Валера должен мне несколько сотен. Ему было принципиально отдать налом, чтобы батя не отследил денежных операций. Завтра этот козел собирался отчаливать на Бали. Херему, завтра он поедет к стоматологу, тварь.
— Холодно, — Ника всхлипывает развернувшись полубоком и кладет голову мне на плечо.
— Ты как?
— Голова кружится. Мне плохо. Плохо. Очень.
Мне плохо. Мне плохо. Мне плохо.
Еще одна фраза, которую она говорит голосом моей матери.
— Это пройдет, — выдыхаю и перекрываю воду.
Нет сил, чтобы подняться. Этот сраный вечер просто вымотал меня морально.
Ты считаешь меня шлюхой, да?
— Ты не шлюха, — выдаю мрачно, чувствуя, как Ника вскидывает голову.
Она заглядывает мне в глаза, и я чувствую, как моя душа отрывается от тела. Столько в них боли и стыда, пиздец, просто.
Ника раздувает крылья носа, трет глаза и часто-часто кивает. По ее щекам катятся крупные слезы. Мне кажется, я никогда не видел, чтобы хоть кто-нибудь так плакал.
Беззвучно, но при этом выпуская из себя столько воды, что вот-вот затопит.
— Что они мне дали?
— Ничего хорошего.
Намеренно не уточняю из собственного же страха. Если ее торкнуло от этого состояния, она может захотеть повторить. Может ведь?
Я тебя люблю.
Забавно уже не первый раз в жизни удостаиваться таких признаний, когда человек вообще не понимает, что происходит вокруг…
Но несмотря на это, ее слова отозвались. Расшевелили нутро раскаленной кочергой. И лишь понимания абсурда ситуации не позволяет поплыть.
— Встать сама можешь?
Ника упирается ладонями в кафель, медленно поднимаясь на ноги.
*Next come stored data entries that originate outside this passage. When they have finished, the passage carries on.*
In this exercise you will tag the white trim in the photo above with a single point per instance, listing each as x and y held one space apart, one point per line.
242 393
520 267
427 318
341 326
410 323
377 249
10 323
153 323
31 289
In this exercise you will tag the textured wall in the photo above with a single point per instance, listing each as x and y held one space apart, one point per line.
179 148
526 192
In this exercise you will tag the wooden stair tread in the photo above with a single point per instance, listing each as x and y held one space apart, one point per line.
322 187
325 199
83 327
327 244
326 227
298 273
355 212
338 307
Страхую ее, конечно, вырастая за ее спиной, немного придерживая за талию.
Когда мы выходим из душа, Валеры в комнате уже нет. Только на столе лежит несколько пачек денег.
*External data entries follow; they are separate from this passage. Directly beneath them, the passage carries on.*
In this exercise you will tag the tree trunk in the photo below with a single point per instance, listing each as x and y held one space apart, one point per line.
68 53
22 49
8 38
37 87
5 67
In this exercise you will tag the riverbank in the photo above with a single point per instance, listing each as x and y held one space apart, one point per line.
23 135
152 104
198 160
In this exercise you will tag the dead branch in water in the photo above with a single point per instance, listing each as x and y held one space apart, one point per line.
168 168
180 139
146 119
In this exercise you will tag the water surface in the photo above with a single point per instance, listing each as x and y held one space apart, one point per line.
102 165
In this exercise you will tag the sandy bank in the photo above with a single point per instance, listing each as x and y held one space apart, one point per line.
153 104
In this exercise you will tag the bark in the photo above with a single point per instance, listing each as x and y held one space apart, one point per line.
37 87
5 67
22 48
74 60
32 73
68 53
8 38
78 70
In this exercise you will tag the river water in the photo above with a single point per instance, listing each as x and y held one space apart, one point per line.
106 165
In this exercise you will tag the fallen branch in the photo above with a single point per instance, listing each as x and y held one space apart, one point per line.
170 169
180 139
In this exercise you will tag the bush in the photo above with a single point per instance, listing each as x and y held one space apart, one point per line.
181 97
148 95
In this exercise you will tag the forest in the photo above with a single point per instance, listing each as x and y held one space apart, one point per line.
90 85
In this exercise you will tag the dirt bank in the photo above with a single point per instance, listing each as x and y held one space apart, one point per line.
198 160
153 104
Снимаю с себя футболку и выжимаю прямо на паркет. Никак тем временем забирается на диван. Забивается в самый угол, продолжая стучать зубами.
Сажусь рядом и снимаю с нее обувь, вместе с носками. Бросаю все это вымокшее насквозь добро на пол.
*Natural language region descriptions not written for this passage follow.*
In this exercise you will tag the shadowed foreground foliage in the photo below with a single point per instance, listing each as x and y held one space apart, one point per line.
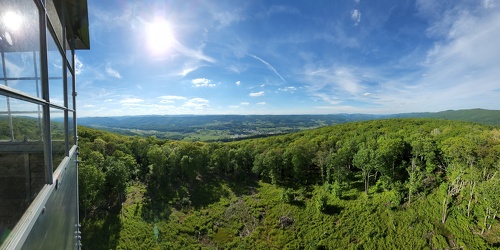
400 183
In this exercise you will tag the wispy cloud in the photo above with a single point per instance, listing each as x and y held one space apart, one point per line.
78 65
268 65
197 103
288 89
112 72
131 100
356 16
186 70
256 94
171 98
202 82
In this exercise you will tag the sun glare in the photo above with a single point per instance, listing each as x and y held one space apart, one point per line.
160 37
12 20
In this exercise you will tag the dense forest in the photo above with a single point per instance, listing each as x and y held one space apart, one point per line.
395 183
235 127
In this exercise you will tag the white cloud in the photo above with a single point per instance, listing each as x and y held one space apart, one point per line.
171 98
256 94
202 82
197 103
131 100
268 65
356 16
110 71
489 4
78 66
288 89
186 70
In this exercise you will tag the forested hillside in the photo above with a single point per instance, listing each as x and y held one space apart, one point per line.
396 183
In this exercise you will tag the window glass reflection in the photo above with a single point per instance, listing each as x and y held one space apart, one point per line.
22 162
57 135
55 66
Поднимаюсь и направляюсь к двери.
— Я сейчас приду, — уточняю, уже на пороге, читая в ее глазах просто огромный страх остаться одной. — Приду, — выговариваю тверже.
Толкаю дверь в соседнюю комнату, сдергиваю покрывало с кровати и возвращаюсь к Нике.
— Встань, пожалуйста.
Ника послушно поднимается на ноги. Дрожит.
Подхожу ближе, касаюсь продрогшей, ледяной кожи на ее животе. Веду пальцами ниже к ширинке с расстёгнутыми пуговицами. Чувствую, как она вздрагивает, когда расстегиваю еще одну.
Теперь смотрю на нее. Глаза в глаза.
Делаю шаг, прилипая к ней телом, и завожу свои руки ей за спину. Аккуратно стягиваю ее джинсы вниз. Так же медленно опускаюсь на корточки. Перед глазами белое кружево ее трусов. Сука.